The answer depends on your research goal. There are lots of guidelines from which to choose, but those are, in the end, just guidelines.
If your goal is instrument development, then you'd generally like the chosen factor structure to account for as much variance as possible (by discarding, revising, or replacing variables that do not have salient affiliations with specific factor/s). Very low values (insert your chosen threshold here!) suggest you haven't done a very good job in operationalizing the indicators for your target latent variable(s).
If it is for identifying factors/subscales that will have maximum correlation with external variables (criterion-related validity), then you might actually find that a specific cut-off for variance accounted for in the EFA could work against your efforts.
If the goal is to maximize estimates of internal consistency reliability of scores, then: (a) unidimensional structure is preferable to multidimensional structure; and (b) higher variable-factor loadings are best. Sticking to these principles will tend to maximize the resultant internal consistency estimates (though, you're now essentially cherry-picking, so another data set would be called for in order to estimate score reliability).
If the goal is data condensation (replacing a lot of variables with a smaller number of factors or components; or possibly to avoid concerns about collinearity), then you'd generally like to balance a higher variance accounted for relative to the requisite number of dimensions needed to meet that goal.
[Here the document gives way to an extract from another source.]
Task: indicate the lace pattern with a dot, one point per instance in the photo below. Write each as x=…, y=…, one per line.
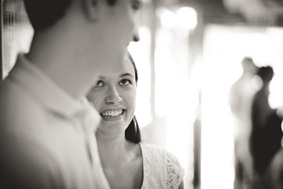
x=162, y=169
For example, if 32 variables require 22 dimensions in order to explain 70% of the variance, then perhaps the combining of variables wasn't such a good idea...
I'm not sure if this is what you are looking for, but:
(The reported) Eigenvalue = the total variance accounted to each factor. If for factor selection you use K1 (Kaiser criterion) or screeplot, minimum eigenvalue should be 1, or around 1 for scree. (However, a much better factor selection procedure is Parallel Analysis).
In addition, keep in mind that Eigenvalue alone is not enough to have a good representation on factor relevance; Watch for the cumulative amount of variance explained by the factors and for the uniqueness of the variables Vs factors, as well. (The greater the uniqueness, less relevant the variable is in the factor).